小さな事業体を沢山つくり管理していくなど、前世ならとても面倒だったが今世ならできる。

自己責任の世界には雇用保険も労働保険も年末調整もないのだ。

賃金支払いの五原則もないわけで、通貨のかわりに獣人たちが欲しかった居場所を提供するという目的を第一に考えることができる。


アレクサンドルさんやアッシュリードさんは優秀な事務方を抱えているのでなおさら私は気楽だった。

彼ら人間達には将来的に経済的利益リターンを提供できるので私の良心は痛まない。


経営者に適任がいないところにはアレクサンドルさんのところやアッシュリードさんのところから人を宛てた。いわばサラリーマン社長である。ヴァイルチェン家が抱える人材を紹介してもらったりもしながら、ずらりと作った事業会社一覧。これを見ながらさあ皆さん出資比率を決めましょうと仲間内で額を寄せ合った。


経緯をありのまま話してもナッジくんの混乱を招くだけである。カイくんは持株比率に応じた権利を意思表示の権利とざっくり言い換えた。

ナッジくんはさらに「コーの意思、全部じゃない意思・・・、半端なのに意思。そうかコーは分裂するんだな。分裂するから全力はだせないんだ」と理解した。

ちょっと、いやかなり違うと思ったが、大勢に影響はないかと放置した。

その結果がコー不思議生物説再び、である。


無言の周囲を気にすることなく、酔っ払いの話は続く。

「自身の事業と出資比率の違う法人を散りばめて全体を把握するわけか」

「おう。この辺りの資金の流れってやつの、上から下まで関わるんだ。で、事業だか決算だかの報告とやらを受ける権利を得るらしい。で、うまく回っているかチェックする」

「だが、不効率じゃないか。川上から川下まで自分のところで請けてしまったほうが簡単だ。経費も圧縮できる。
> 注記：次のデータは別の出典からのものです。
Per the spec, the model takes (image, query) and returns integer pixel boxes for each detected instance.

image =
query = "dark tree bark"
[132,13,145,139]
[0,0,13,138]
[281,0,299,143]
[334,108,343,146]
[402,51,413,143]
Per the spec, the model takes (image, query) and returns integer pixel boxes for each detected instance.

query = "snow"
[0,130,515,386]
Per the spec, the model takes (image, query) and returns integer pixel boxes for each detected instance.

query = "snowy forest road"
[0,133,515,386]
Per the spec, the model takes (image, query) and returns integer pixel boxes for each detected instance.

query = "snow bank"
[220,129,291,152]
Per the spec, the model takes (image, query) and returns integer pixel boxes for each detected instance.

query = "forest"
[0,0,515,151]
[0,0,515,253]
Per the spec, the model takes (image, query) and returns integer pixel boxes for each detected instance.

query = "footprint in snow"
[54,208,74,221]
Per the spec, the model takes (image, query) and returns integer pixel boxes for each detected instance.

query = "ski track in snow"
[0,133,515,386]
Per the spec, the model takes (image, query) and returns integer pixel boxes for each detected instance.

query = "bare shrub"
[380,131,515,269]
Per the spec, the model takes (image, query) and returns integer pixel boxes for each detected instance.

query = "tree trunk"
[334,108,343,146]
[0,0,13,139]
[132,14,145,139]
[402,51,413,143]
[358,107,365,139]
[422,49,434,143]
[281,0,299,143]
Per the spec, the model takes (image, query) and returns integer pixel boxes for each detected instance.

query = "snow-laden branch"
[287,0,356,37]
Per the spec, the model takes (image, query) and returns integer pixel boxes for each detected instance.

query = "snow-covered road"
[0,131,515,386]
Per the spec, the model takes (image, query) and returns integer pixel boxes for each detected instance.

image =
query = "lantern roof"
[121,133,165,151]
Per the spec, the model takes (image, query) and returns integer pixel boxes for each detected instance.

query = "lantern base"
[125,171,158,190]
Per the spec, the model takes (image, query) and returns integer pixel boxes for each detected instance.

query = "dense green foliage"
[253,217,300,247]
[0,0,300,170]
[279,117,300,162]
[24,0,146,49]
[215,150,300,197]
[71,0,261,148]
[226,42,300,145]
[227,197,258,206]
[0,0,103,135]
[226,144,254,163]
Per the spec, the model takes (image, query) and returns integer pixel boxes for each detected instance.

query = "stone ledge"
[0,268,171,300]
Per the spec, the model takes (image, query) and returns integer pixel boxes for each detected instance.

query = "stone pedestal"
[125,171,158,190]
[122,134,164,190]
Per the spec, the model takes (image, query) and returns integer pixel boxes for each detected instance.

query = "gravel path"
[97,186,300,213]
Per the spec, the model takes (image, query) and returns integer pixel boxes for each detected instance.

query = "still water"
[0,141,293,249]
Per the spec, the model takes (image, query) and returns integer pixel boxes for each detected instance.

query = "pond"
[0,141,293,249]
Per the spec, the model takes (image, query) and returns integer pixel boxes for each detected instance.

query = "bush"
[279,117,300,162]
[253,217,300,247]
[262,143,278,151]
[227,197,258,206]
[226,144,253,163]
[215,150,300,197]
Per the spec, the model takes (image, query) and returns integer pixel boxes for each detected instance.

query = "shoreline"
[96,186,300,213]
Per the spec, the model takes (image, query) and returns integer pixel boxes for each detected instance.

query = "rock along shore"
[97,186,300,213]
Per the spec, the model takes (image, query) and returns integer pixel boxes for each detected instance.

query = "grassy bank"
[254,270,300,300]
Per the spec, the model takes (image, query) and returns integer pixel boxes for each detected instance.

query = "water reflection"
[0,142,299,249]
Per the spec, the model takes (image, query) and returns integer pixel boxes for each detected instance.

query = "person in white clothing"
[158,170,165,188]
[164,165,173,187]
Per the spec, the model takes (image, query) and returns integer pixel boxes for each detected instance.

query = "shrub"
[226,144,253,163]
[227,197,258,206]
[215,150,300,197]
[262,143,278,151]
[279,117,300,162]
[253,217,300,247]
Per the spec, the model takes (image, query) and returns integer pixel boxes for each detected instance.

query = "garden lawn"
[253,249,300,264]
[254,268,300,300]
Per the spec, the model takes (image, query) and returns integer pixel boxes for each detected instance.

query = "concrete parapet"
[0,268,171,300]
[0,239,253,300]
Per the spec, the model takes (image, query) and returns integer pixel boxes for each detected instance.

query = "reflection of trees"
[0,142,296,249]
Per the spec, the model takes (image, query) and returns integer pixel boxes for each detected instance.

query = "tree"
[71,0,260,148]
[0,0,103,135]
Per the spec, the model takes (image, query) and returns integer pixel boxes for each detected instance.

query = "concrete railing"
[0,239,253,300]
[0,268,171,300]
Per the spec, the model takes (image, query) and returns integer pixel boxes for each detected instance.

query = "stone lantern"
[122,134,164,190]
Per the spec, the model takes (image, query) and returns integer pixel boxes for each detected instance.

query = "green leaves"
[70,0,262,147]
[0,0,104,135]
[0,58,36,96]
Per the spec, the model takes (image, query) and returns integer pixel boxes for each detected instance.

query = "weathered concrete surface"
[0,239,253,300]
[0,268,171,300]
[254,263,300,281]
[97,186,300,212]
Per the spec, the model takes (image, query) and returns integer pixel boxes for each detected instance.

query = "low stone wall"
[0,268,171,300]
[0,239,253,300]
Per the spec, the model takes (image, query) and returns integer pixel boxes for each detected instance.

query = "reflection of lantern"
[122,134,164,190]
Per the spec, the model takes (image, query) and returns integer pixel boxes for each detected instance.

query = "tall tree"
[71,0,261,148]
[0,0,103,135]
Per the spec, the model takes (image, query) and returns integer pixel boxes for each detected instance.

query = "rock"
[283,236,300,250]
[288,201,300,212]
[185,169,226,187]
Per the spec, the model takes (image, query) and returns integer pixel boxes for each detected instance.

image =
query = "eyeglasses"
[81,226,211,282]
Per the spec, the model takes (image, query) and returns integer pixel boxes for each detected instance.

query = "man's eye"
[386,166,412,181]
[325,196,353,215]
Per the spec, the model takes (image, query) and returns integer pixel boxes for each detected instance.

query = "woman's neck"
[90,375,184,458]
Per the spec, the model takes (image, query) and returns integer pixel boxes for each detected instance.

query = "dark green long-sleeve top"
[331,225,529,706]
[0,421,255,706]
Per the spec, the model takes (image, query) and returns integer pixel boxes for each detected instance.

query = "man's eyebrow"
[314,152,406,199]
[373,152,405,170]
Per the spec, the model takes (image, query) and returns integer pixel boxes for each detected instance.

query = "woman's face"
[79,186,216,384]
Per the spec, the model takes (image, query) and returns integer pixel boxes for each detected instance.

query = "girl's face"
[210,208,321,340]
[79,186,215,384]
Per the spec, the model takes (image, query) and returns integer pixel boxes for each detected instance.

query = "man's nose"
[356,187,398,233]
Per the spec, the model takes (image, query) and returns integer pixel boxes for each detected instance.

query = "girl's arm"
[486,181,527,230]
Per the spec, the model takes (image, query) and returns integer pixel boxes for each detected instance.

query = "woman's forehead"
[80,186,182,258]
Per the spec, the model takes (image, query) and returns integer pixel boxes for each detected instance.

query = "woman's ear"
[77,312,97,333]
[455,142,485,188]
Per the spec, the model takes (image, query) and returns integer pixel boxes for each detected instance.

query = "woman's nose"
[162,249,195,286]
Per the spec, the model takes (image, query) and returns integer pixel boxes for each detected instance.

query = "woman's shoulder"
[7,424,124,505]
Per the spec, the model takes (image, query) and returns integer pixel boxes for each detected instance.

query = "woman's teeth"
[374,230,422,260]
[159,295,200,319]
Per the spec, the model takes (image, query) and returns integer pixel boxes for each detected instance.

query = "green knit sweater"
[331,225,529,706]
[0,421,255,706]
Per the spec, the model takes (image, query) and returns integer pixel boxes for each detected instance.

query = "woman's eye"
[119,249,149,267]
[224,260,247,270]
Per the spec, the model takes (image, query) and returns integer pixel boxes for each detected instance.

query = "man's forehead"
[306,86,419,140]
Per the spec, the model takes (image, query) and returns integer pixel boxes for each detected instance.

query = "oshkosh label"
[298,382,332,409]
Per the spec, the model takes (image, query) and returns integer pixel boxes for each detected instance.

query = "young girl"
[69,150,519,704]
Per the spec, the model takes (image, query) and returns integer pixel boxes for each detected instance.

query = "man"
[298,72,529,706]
そうか最初は様子見で、後から儲からない部分から手を引く気なのか」


ちなみに、人間達三人は「コー」が私だと知らない。

自己紹介する間もなく愉快な酔っ払いが出来上がったのだ。


恰幅のよいオジサンは今回の騒動を面白そうだとかぎつけて、ツテを使って一口噛んだのだという。

英雄達の街がこんなところに進出してくるとは驚いた、興味津々なんだ、と自分で言っていた。

私に話しかけてきた割に、自己紹介する間もなくナッジくんと盛り上がった彼は、名乗りを求めなかったあたり野生の獣人に慣れている。


他の二人も酔っ払い達の話しに耳を傾けている様子なので、私とカイくんも無言で紅茶を飲んでいる。


「確かに分裂体は他のやつらと合体しているから、ダメージは分散できる。儲からないところは切り離すこともできる。だけどな、おっさん。違うんだ。お、これうまいな」

「他の株主がいるし、まず責任をとるべき経営者がいるしな。お、グラスが空いているぞ」

「おう。このシュワシュワしたのいいよな。いや、違うんだ」

「お、これも旨い。友よ、勿体ぶらずに教えてくれ」


酔っ払い達があれで意志疎通出来ているのが不思議だ。

フィンガーサンドイッチと海産物のマリネをお伴に、スパークリングワインの空瓶を何本並べるつもりだろう。


「逆だ。コーかコーの分裂体がキツネのおっさんや元警備隊達を雇ったり、代理に立てたり、仕事の斡旋やら派遣やらする。そうして居場所を作ってやって、うまくいったところから、コーが消えていくんだ。儲かるところから、切り離していく」

「コーさんはどうやって消えるんだい」

「何かを売っていくらしい。キツネのおっさんやナマケグマなんかに。儲からない部分は手直しして、最後は何たらバイアウトってやつで全てからコーの分裂体がいなくなるらしい」

わかるか、おっさん。

ナッジくんは得意顔だ。


経営陣による株式取得マネジメント・バイアウト(MBO)か、従業員による株式取得エンプロイー・バイアウト(EBO)かな」

「そんなやつだ。さすがだな、おっさん」

「うまく回れば利益は膨れ上がるわけだな」

「ふふん、おっさん。コーはそこらの人間と違うんだぞ。今回コーはこんなに分裂して面倒くさいのに、利益はとらないらしい」

水のようにグラスをあおり続ける黒カラカルは何故か胸を張った。


「友よ、なんだそれは。コーというリーダーは商人じゃなかったか。そんなことを言う商人は信用ならないぞ」

「おっさん。コーはな、コーなんだ」

ナッジくんは真面目な顔で惚けたことを言った。